Lichttherapie (UVA, UVB, PUVA)
Die Lichttherapie ist eine bewährte Behandlung chronischer Hauterkrankungen wie Psoriasis, atopische Dermatitis sowie Vitiligo. Sie nutzt die entzündungshemmende und antiproliferative Wirkung von UV-Licht, um Hautzellen zu regulieren und die Regeneration zu fördern. UVA, UVB und PUVA werden je nach Erkrankung und Schweregrad individuell eingesetzt.
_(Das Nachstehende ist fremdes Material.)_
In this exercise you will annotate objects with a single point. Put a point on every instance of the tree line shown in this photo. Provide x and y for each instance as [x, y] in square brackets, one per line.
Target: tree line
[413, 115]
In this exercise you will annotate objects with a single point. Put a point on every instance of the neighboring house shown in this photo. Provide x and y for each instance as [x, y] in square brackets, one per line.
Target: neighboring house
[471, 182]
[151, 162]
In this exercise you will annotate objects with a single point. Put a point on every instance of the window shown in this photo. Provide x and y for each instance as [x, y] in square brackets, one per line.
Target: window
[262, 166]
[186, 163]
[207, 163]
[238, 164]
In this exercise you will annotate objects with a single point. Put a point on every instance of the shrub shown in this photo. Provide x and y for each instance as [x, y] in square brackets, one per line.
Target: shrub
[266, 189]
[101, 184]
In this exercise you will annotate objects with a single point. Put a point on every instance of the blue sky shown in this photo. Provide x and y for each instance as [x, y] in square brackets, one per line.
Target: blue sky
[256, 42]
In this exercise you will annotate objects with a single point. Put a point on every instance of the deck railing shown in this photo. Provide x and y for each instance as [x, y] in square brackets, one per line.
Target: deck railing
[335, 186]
Die Phototherapie ist indiziert bei chronischen oder therapieresistenten Hauterkrankungen. UVB (insbesondere NB-UVB) wird bei Erkrankungen wie Psoriasis und atopischer Dermatitis eingesetzt, da es entzündungshemmend wirkt und die Zellproliferation reduziert. Die Kombination aus UVA und Psoralen (PUVA) kommt vor allem bei fortgeschrittener Psoriasis und Vitiligo zum Einsatz, da Psoralen die Haut für UVA sensibilisiert und somit die Wirkung der UVA-Bestrahlung verstärkt.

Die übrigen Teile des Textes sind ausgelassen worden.